Entrò senza dire una parola, salutò solo con un cenno del capo, e taciturno si sedette sul divano centrale. Buttò un occhio in giro, mentre Kenyon chiudeva a doppia mandata la porta usando anche il chiavistello superiore. La casa era ordinata e abbastanza grande per essere di uno Yankee squattrinato e di bassa levatura sociale, ma Kanyon sapeva il fatto suo e la cosa non stupì più di tanto Pep, che dimenticò in fretta l’abitazione e si concentrò sul complice.

“Ti ha visto nessuno?”
“No, solo un ragazzo con la bici. E’ entrato anche lui nel palazzo”
“Lui è ok, come un pò tutti qua dentro”
“E allora perchè chiedi?”
“Così. Meglio essere sicuri”
“Se lo dici tu. Comunque, parliamo di cose serie: spiegami tutto”
“Una cosa alla volta.

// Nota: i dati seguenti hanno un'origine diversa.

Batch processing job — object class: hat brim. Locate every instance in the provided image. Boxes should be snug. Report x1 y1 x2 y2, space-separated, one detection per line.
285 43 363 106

Vuoi da bere?”
"Che hai?”
“Credo solo birra” e andò verso il minifrigo. Lo aprì e lo sportello regalò un pò di luce all’appartamento buio. Kenyon ci rovistò dentro con la testa e ne uscì con due lattine da 33, della solita Krup Beer, una sottomarca della peggio specie. Ma andava bene, almeno era fresca. Ne lanciò una a Pep che l'aprì con gesto secco delle dita.
Trangugiarono un lungo sorso a testa, e senza togliere lo sguardo dal messicano Kenyon aggiunse: “E’ un gioco da ragazzi, almeno per te”.
“Prima voglio sapere tutto, e poi deciderò. Non è per sfiducia, hombre, ma nel mio lavoro è meglio un'informazione in più che una in meno”.
Kenyon sorrise. Sapeva che il messicano aveva ragione, ma si divertiva a vederlo guardingo e professionale sull’argomento. A vedere quel piccolo messicano non gli avresti dato un dollaro, e invece. E la cosa lo divertiva abbastanza.
Smise comunque di sorridere e si sedette di fronte a Pep.
“Va bene, stammi a sentire. Si tratta di questo tizio”
Dalla tasca tirò fuori una serie di polaroid in bianco e nero, tutte riguardanti un uomo di razza bianca, altezza media, pettinato con la figa. Nelle foto saliva o scendeva da un’auto, oppure sedeva in un bar o stava ad una fermata dell’autobus. Evidentemente Kenyon lo aveva pedinato per diverso tempo perché in alcune era avvolto in un cappotto, in altre era in polo e calzoncini. Si chiese da quanto tempo gli stava alle calcagna, ma non proferì parola, annuendo solo col capo. Era importante ascoltare bene, riordinare le idee e chiedere alla fine.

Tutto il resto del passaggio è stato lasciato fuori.